Technique code is not run all at once. Instead, the runtime environment executes and re-executes stages as necessary to build a Goal tree, evaluate what Techniques form the best implementation in the current environment, execute the best, and the monitor the chosen Techniques.

Progress and Plans

Early prototype Goal-oriented planners[2, 3] addressing toy problems in simple ubiquitous computing environments[1] have been demonstrated. Our current planner can respond to voice commands (both in Chinese and English) to play movies and music [4], adapting itself as necessary to the language the user utters and the availability of runtime resources.

Current efforts are directed toward re-evaluating the semantics of Goals and Techniques:

  • Technique Evaluation
    Previous implementations of the chose between Techniques based on a satisfaction provided by each Technique. We are moving to a new model where Techniques only provide properties of the solutions that they are creating. In turn, the Planner synthesizes a satisfaction value from the Technique's properties.
  • Dependency Tracking
    The existing Technique interpretation engine evaluates the phases of Techniques in text order and keeps track of the property dependencies in order to "rollback" when properties change.
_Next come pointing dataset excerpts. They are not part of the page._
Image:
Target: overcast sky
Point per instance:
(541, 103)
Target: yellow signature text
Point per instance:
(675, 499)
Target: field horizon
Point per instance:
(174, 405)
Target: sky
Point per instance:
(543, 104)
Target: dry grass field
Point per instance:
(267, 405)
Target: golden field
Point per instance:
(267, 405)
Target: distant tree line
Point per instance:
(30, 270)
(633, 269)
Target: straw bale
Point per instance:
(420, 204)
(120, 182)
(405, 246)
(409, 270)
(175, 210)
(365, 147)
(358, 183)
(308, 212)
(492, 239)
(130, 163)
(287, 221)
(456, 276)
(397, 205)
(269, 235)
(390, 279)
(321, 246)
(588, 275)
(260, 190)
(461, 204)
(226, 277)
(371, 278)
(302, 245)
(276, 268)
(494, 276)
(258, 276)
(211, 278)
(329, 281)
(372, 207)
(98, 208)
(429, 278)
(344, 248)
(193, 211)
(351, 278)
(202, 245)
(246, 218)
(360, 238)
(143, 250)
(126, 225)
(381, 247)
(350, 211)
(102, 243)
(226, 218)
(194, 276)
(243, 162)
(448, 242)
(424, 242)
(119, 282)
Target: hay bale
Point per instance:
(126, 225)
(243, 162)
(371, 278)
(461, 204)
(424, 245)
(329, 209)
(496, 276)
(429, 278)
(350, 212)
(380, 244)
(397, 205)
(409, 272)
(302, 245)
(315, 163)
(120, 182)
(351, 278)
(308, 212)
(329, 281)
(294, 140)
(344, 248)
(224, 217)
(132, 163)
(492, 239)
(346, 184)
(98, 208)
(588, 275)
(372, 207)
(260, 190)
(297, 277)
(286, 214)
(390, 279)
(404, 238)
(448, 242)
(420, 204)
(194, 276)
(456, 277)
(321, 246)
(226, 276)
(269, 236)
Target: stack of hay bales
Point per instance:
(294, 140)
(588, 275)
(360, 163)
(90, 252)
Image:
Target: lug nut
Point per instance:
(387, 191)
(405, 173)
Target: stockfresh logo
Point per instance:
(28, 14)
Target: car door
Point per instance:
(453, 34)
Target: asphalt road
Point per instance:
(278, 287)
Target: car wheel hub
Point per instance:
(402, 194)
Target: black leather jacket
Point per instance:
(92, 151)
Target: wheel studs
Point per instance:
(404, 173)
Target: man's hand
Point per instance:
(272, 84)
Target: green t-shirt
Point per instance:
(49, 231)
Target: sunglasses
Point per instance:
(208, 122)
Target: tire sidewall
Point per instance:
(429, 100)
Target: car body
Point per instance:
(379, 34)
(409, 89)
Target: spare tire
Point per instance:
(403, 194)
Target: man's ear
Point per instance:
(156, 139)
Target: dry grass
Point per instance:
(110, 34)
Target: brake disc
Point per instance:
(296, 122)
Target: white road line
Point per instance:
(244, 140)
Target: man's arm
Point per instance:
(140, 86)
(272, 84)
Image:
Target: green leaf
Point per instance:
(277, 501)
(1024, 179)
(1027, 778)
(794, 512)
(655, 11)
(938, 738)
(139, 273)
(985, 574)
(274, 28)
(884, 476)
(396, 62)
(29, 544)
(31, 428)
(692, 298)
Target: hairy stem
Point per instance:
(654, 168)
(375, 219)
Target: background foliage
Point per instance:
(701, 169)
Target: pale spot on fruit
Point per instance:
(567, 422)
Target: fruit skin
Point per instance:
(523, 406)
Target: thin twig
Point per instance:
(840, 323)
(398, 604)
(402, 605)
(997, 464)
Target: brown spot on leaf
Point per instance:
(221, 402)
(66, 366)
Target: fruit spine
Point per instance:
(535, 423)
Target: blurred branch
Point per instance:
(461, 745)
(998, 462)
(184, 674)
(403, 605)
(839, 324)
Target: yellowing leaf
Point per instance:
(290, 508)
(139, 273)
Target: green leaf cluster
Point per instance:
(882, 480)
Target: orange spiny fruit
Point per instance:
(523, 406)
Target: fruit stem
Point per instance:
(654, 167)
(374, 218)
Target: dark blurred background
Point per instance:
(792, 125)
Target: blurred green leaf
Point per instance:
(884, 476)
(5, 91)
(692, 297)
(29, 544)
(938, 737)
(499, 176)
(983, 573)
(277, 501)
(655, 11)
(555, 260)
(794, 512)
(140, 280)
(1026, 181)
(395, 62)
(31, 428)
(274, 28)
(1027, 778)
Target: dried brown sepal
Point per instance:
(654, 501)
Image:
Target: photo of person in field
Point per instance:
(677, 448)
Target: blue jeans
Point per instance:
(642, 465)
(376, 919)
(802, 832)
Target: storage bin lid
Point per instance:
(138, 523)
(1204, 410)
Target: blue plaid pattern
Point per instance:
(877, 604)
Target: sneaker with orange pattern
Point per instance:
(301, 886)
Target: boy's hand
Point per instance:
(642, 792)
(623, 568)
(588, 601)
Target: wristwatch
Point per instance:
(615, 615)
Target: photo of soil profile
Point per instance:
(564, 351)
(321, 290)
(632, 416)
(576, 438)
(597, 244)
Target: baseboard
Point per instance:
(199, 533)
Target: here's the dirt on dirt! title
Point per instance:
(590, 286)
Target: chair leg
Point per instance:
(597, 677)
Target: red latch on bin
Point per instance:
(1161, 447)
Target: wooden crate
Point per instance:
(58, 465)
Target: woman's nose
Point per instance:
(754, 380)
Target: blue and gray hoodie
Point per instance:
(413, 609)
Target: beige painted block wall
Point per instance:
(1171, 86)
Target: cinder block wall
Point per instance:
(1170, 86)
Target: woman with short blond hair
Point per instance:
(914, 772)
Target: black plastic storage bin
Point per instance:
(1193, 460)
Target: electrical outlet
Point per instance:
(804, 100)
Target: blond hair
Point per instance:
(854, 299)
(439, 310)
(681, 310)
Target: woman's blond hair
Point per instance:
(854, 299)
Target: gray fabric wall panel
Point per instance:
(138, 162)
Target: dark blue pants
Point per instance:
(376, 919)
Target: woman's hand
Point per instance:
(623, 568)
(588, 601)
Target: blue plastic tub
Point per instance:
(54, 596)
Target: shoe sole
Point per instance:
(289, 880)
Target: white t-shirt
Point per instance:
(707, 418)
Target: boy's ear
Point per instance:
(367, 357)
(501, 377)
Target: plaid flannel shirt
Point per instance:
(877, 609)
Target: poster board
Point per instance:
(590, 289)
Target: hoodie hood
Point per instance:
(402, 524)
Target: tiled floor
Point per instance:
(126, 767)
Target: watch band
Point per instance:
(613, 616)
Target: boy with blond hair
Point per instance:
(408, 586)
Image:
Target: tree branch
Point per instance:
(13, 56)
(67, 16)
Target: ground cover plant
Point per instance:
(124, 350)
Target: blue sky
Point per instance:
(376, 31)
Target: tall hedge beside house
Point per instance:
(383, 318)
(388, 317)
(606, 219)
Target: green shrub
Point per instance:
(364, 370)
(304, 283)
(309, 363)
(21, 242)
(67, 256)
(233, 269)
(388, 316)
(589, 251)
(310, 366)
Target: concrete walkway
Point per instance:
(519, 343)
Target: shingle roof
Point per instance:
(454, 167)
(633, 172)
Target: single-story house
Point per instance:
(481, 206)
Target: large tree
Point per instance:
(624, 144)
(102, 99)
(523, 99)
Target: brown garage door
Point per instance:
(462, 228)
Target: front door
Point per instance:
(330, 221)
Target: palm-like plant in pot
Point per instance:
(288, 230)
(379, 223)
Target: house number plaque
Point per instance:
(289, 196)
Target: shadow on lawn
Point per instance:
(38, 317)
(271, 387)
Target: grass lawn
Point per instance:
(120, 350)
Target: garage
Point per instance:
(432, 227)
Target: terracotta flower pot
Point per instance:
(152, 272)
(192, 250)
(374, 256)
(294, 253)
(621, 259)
For future techniques, we plan on changing the Planner to work solely with dependencies, allowing Techniques stages to run in data-flow order, and to use dependency information to more efficiently schedule Techniques for execution.
  • Heuristic Plan Exploration
    The Planner implementation used in the JustPlay system searches only a small number of the Technique and Goal combinations available to it. We plan on adding mechanism to the Planner to track the properties of individual combinations and use this information to intelligently expand its search space.

This project has been funded by the Oxygen project, CMI, the DARPA ACIP program, and the Quanta/CSAIL T-Party project.


[1] Umar Saif, Hubert Pham, Justin Mazzola Paluska, Jason Waterman, Chris Terman, and Steve Ward, A Case for Goal-oriented Programming Semantics. In System Support for Ubiquitous Computing Workshop at the Fifth Annual Conference on Ubiquitous Computing (UbiComp '03).

[2] Early Goal-oriented concept demo, available at http://ward.lcs.mit.edu/curl/goalsdemo/index.html.

[3] Justin Mazzola Paluska. Automatic Implementation Generation for Pervasive Applications. Masters of Engineering Thesis, MIT, June 2004.

[4] Justin Mazzola Paluska, Hubert Pham, Umar Saif, Chris Terman, and Steve Ward, Reducing Configuration Overhead with Goal-oriented Programming. In Proceedings of the Fourth IEEE International Conference on Pervasive Computing and Computation Workshops (PerCom '06).